第5話∶踏んだし蹴った
気が付いたら男の攻撃は終わっていて、それどころか男達の姿も無かった。騒ぎを聞きつけた係員が止めたらしい。
今は医務室で、団の医療の人に回復の魔術をかけてもらっている。
回復の魔術と言っても、精神的疲労が取れるわけもなく、疲労はそのままだった。
エールの回復が終わり、団員証を受け取った後は、短時間の事情聴取があった。
団員証は剣が燃えているような、針を通して付けるタイプの証で、それが団の紋章らしい、それと、名前が書いてあるだけのカードを貰った。
一連の騒動で、退団させるなんて声も聞こえたが、結局その話がどうなったのかはわからない。
エールはそこまでしなくても良いんじゃないかと思っていたが、管理する人達にしかわからないこともあるのかも、なんて思いながら聞き流していた。
男達のことはチア曰く、「元々しつこく絡んできていて、冷やかすだけで帰っていくと思ってた、ごめんなさい」とのことだった。
エールは、色んな人達に迷惑をかけて申し訳ないな、と思いつつも、そのまま今日の食事や宿をお世話になることになった。
食事を済まし、案内された宿へ行き、ベッドに寝そべりながらエールは今日のことを振り返る。
「美食の国?ってだけあったなぁ…物凄く食べてる人いたし、また行けたらいいなぁ…」
エールは最初に夕食を思い浮かべる。
食で有名なだけあり食卓に並ぶ料理は豪華で、これが当たり前の感覚になったら、この先危ないのではないかと感じる。
そんな豪勢な料理と、思ったよりもたくさん食べていたチアのことを思い浮かべていた。
(そういえば虫の被害って何だったんだろ、そんなことが目立つくらい困ってるようには見えなかったけど…)
エールはチアとの会話を思い出す。
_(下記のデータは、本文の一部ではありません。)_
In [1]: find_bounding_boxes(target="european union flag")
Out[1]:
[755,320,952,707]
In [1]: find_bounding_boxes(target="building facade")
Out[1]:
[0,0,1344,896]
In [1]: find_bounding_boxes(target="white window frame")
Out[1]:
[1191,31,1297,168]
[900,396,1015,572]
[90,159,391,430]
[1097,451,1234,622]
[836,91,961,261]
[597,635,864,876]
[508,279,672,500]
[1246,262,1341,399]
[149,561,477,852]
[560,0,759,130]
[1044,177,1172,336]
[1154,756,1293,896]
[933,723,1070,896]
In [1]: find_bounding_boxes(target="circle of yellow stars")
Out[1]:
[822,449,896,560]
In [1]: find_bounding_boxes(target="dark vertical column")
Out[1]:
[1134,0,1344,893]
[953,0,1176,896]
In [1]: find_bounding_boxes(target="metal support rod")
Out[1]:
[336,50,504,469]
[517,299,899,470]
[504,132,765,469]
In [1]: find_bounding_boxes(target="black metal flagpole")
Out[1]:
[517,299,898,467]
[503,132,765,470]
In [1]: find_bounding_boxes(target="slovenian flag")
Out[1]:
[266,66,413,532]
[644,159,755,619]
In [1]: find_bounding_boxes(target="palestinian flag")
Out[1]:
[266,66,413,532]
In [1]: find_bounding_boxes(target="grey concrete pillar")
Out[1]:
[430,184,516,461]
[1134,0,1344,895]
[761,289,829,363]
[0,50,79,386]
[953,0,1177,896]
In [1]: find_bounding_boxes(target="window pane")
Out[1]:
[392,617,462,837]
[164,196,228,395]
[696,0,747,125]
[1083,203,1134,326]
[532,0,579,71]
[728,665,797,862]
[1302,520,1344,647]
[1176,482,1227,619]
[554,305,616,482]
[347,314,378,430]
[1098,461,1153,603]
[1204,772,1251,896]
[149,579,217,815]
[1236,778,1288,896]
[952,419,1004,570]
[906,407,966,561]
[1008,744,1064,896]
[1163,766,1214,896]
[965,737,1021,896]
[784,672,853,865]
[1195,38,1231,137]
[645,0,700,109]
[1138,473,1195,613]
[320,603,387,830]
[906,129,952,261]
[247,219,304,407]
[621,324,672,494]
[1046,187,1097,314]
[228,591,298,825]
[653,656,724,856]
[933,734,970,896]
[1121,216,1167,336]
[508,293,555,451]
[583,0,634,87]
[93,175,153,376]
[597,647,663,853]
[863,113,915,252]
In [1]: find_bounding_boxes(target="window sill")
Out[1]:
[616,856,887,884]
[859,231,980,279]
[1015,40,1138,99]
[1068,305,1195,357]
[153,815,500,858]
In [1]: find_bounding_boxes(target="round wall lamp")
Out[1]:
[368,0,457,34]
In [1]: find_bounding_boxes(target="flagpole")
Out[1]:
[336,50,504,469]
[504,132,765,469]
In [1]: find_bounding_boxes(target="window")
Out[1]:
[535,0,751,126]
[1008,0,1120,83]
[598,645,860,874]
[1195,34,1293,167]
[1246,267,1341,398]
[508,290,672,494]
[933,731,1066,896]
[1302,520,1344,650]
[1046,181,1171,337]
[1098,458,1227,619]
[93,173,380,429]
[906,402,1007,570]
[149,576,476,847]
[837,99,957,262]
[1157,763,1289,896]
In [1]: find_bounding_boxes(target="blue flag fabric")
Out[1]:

見るからに普通よりも豪華だった料理に違和感を覚えながらも、その違和感は曇り、どこかへ消える。
(それにしても)
そこで今日一番の疲れの源である、できればもう忘れたい記憶が一気に甦る。
「大変だったなぁ〜」
エールはため息混じりに呟く。
男達に絡まれたときの事が、エールの頭の中をぐるぐる駆け回っていた。
(チア…人気者そうだったな…まあ、可愛かったし…そりゃそうか…)
エールは、今回のことをとても反省しており、誰かに相談することも無く、どうしたら良いかと、悩んでいた。
(僕が案内されずとも、色んなこと知ってたら何事も無かったかもな…)
自分にもっと知識があり、一人で解決できていたら、と考える。
(変なこと考えてるな、ドラゴンにも遭遇するし、トラブルにも巻き込まれる、踏んだり蹴ったりだ)
「………そんな環境に身を置こうとしたのは、僕か」
この先にある自分の道に、払拭しきれない深い不安を覚えながらも、エールは意識を微睡みに委ねる。
「…寝るか」
一日の終りの合図、小さな声で呟いた。